La science-fiction dystopique annonce l’avènement d’un ordre totalitaire dont la dimension orwellienne nous semble désormais familière : propagande de masse via l’omniprésence des écrans, « police de la pensée », réécriture du passé, « minutes de la haine » programmées, utilisation de la peur comme moyen de sidération, novlangue… Le tout pour le plus grand bénéfice d’une oligarchie s’écartant toujours davantage de la common decency chère à l’auteur anglais. Cependant, là où Orwell évoquait la toute-puissance d’un État et d’un parti unique, notre présent, en Occident, est plutôt caractérisé par leur affaiblissement au profit d’acteurs privés comme les banques, les multinationales, les groupes de pression, les médias, les ONG…
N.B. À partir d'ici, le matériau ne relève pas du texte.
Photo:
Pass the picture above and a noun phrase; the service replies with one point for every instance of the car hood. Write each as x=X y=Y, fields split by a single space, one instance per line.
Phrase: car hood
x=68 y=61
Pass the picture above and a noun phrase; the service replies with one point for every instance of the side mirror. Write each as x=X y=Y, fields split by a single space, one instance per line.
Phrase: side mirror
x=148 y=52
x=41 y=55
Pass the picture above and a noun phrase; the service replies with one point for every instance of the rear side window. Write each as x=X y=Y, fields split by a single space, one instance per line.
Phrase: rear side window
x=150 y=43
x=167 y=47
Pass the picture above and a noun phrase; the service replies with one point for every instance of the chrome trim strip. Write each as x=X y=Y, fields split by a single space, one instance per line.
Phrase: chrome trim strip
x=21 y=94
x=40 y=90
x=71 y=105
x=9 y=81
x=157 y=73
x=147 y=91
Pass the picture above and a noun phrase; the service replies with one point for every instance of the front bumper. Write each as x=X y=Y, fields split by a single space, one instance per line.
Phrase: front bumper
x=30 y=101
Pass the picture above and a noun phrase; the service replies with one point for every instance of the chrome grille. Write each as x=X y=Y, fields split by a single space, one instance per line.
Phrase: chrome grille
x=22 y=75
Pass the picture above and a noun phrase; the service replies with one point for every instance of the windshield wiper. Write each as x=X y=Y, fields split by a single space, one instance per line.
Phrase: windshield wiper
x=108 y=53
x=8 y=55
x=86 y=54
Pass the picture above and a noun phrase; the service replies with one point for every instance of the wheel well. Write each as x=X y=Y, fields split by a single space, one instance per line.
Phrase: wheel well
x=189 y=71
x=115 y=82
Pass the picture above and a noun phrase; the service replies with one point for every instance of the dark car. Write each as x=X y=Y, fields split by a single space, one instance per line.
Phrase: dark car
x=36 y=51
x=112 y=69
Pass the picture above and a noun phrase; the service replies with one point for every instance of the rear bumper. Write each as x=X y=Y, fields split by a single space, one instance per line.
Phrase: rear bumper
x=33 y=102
Cette nouvelle tyrannie peut sans complexe brandir l’étendard de la liberté, comme l’ont découvert avec effroi les regards aiguisés de dissidents soviétiques accueillis en Occident durant la Guerre froide, et même devenir subitement violente si elle se sent menacée, comme l’a montré récemment la répression en France du mouvement des Gilets jaunes.
Une dissidence individuelle
Les films et les romans qui relatent un totalitarisme futur mettent souvent en scène l’image positive du dissident et du rebelle en lutte solitaire contre un système oppressif.
Les réactions dépeintes sont le fait d’individus et non de groupes organisés et soudés par une pensée alternative. L’ère des grands récits susceptibles d’enthousiasmer les masses semble révolue pour ces auteurs.
De façon apparemment paradoxale, Michel Geoffroy rapproche cette volonté de résistance de la perspective élitiste défendue par le penseur traditionaliste italien Julius Evola (Les Hommes au milieu des ruines, Chevaucher le Tigre…). Difficile, en effet, de trouver un auteur plus hostile à toute forme d’idéologie progressiste que ce réactionnaire assumé !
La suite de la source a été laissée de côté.